A Península Kamchatka é uma enorme língua de terra de 1.200 kms que desce a leste do Mar de Okhotsk, possui clima severo com grande incidência de chuvas, nevascas e neblina durante grande parte do ano, além disso uma peculiaridade: Mais de cem vulcões dentro dos 270.000 quilômetros quadrados da península dos quais cerca de uma dúzia estão em atividade com fumarolas visíveis.

As maiores cidades da península são Petropavlovsk-Kamchatsky (200.000 habitantes), Yelizovo (42.000 habitantes), Vilyuchinsk (25.000 habitantes), Aldeia Palana (24.000 habitantes) e Klyuchi (7.000 habitantes).
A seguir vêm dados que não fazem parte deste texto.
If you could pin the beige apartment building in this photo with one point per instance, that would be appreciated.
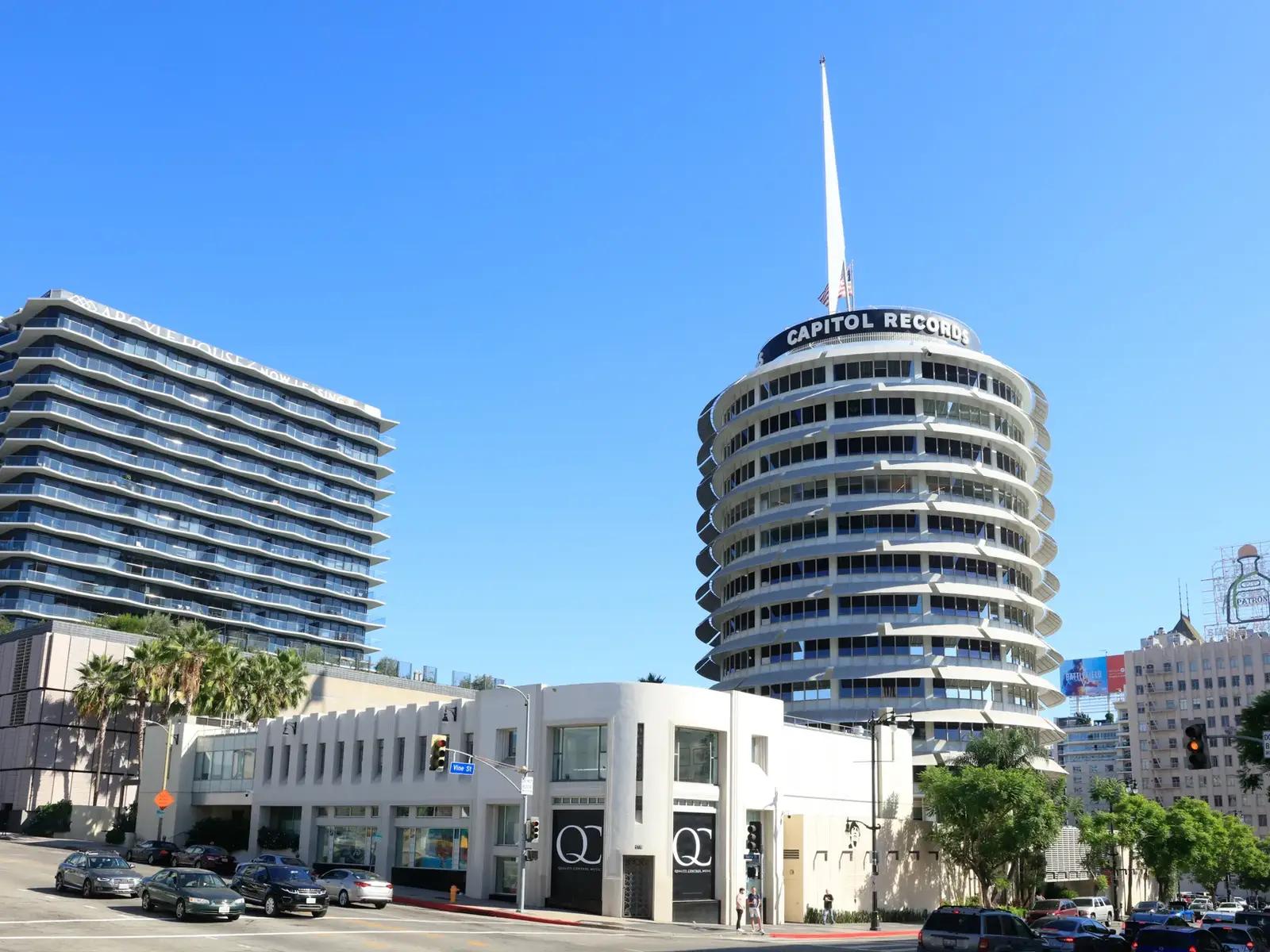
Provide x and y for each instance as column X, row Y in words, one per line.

A grande quantidade de vulcões e atividades sísmicas se deve ao fato de que a península está sobre o encontro de duas grandes placas tectônicas: A sul a placa do Pacífico, e ao norte a placa norte americana, ainda mais representativa em tamanho. O encontro destas duas enormes placas é justamente ao sul da península, tornando-a limite norte da Placa do Pacífico.

Este lugar fantástico de mil e uma cores abriga vasta vida animal e vegetal, sobretudo ursos marrons, muito comuns lá. São conhecidos por serem de tamanho assustador, porém pacíficos. Entretanto, o comportamento do animal já é muito popular em qualquer lugar do mundo, curiosidade é sua principal característica. Por este motivo, ao entrar no parque da península para fazer trekking ou montanhismo, um aviso é repetidamente dado: Esconder muito bem sua comida e nunca deixar nenhum resto por perto, pois existe a possibilidade de um encontro traumático com um urso faminto. É normal encontrar também no parque marmotas, lobos e raposas.

A regulamentação e controle de visitas e permissões fica a cargo de dois grandes parques, um deles é o Parque Natural Nalychevo (309.000 hectares), fundado em Agosto de 1995 e adicionado à lista de patrimônio mundial da UNESCO em 1996.

Diversas atividades podem ser feitas no parque: Ascenções a vulcões (ativos ou não), ski, trekkings curtos ou longos, travessias, ski com cachorros na neve, até mesmo visitação a geysers e águas termais (O vale dos geysers do parque é a segunda maior concentração de geysers do mundo, várias agências fazem um tour específico para o local).

Avachinsky, outro bonito vulcão de 2.741 metros de altitude pode ser visitado no parque. Juntamente de seu vizinho um pouco maior chamado Koryaksky de 3.456 metros, foram considerados “vulcões da década”, uma vez que ambos estão ativos (última erupção de Avachinsky – 2001; última erupção Koryaksky – 2009) e ficam próximos ao centro administrativo da península. O estudo busca prever e evitar grandes devastações em concentrações urbanas próximas a vulcões ativos.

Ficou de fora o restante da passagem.